Concluding that the analyses demonstrated the superiority of EBRT plus ADT, the authors acknowledged that one of the trials of BT showed that the addition of BT to EBRT plus ADT further improved OS as compared with EBRT plus ADT.
“Thus, if a brachytherapy boost is to be used for intermediate- or high-risk disease, our data suggest that the addition of ADT is required to prevent inferior survival compared with EBRT with ADT alone,” they wrote.
The analysis added important information about optimal use of combination therapy to treat intermediate- and high-risk prostate cancer, said Mark A. Hallman, MD, PhD, of Fox Chase Cancer Center in Philadelphia.
“The use of ADT among high- and intermediate-risk cancers is further supported by this important meta-analysis,” said Hallman, who was not involved with the study. “However, this analysis importantly highlights the lack of data exploring the potential of brachytherapy as an effective and well-tolerated means to escalate therapy, and this analysis is not likely to silence existing controversies.”

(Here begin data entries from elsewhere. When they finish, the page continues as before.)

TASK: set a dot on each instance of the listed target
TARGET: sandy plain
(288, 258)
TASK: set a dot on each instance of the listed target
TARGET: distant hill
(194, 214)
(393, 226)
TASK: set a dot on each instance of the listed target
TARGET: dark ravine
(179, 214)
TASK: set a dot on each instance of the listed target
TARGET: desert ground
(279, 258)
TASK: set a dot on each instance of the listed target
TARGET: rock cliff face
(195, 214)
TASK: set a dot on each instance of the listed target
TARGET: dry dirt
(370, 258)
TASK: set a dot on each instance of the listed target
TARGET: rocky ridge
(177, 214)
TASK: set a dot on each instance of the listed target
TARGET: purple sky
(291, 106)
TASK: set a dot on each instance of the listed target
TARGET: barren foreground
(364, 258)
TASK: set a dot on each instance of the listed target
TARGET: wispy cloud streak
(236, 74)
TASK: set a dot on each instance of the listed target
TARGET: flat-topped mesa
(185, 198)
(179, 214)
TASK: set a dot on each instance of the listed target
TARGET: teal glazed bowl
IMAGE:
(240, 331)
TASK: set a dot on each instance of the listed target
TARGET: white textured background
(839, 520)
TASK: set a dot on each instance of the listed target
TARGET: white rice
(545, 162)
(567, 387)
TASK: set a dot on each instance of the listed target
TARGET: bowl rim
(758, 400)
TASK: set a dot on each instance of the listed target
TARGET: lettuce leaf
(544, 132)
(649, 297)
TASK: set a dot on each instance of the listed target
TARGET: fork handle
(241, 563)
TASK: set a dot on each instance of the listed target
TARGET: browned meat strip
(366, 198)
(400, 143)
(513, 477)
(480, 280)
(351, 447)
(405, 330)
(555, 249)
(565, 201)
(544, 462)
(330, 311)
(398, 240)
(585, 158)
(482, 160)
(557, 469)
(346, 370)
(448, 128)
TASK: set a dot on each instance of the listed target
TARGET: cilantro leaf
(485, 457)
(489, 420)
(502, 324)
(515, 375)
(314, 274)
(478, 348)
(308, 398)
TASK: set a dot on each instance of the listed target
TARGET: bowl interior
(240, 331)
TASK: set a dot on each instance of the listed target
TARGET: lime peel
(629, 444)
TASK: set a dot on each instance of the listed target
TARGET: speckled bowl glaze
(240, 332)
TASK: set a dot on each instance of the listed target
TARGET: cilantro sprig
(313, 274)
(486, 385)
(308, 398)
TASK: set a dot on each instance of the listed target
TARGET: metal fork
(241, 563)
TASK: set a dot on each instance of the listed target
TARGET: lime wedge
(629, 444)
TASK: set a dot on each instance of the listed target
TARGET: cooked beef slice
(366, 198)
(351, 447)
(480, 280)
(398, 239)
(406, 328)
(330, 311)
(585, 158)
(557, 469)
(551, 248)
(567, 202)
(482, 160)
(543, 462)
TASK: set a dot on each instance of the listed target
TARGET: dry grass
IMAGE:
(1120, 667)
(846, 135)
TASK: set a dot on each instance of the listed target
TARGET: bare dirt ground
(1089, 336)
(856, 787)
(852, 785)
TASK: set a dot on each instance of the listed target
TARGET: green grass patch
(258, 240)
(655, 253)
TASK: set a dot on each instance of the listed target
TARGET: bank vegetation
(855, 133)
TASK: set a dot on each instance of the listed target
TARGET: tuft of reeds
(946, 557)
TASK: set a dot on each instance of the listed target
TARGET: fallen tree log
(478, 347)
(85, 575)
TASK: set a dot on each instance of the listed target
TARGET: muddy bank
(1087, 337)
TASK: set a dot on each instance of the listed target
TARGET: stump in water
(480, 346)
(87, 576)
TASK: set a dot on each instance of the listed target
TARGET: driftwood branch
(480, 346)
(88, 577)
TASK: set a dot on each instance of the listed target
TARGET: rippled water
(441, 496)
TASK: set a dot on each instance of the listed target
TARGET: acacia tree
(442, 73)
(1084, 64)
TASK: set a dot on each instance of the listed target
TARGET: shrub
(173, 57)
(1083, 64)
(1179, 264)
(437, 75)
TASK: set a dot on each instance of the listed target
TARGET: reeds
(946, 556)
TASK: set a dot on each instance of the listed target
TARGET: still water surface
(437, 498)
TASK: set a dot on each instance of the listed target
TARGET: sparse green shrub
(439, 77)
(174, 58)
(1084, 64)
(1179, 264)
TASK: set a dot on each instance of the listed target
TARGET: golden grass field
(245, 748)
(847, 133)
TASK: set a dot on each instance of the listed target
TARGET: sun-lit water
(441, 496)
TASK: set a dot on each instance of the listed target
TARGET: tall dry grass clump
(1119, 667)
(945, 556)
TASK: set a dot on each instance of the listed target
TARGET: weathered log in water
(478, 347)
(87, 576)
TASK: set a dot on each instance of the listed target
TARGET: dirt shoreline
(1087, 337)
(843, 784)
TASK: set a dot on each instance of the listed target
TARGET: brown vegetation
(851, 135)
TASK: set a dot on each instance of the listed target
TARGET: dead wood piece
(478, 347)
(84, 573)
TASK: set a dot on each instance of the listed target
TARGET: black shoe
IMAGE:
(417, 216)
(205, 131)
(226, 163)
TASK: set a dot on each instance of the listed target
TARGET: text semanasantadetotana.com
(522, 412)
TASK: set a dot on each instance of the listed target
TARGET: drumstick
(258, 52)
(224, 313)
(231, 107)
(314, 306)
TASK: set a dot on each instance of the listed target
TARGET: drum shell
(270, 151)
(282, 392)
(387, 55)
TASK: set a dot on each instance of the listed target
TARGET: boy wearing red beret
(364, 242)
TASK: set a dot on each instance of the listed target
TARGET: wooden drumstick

“Significant limitations and deficits still exist even in this collection of high-quality prospective data. The available data do not inform the appropriate duration of ADT when brachytherapy is employed or adequately refine the population of patients most likely to benefit from brachytherapy. Trials dedicated to exploring the potential benefits specific to brachytherapy among high- and intermediate-risk patients are sorely needed.”
Jackson reported having no relevant relationships with industry. Multiple co-authors reported relationships with pharmaceutical companies, device manufacturers, and other commercial interests, as well as patent/royalty/intellectual property interests.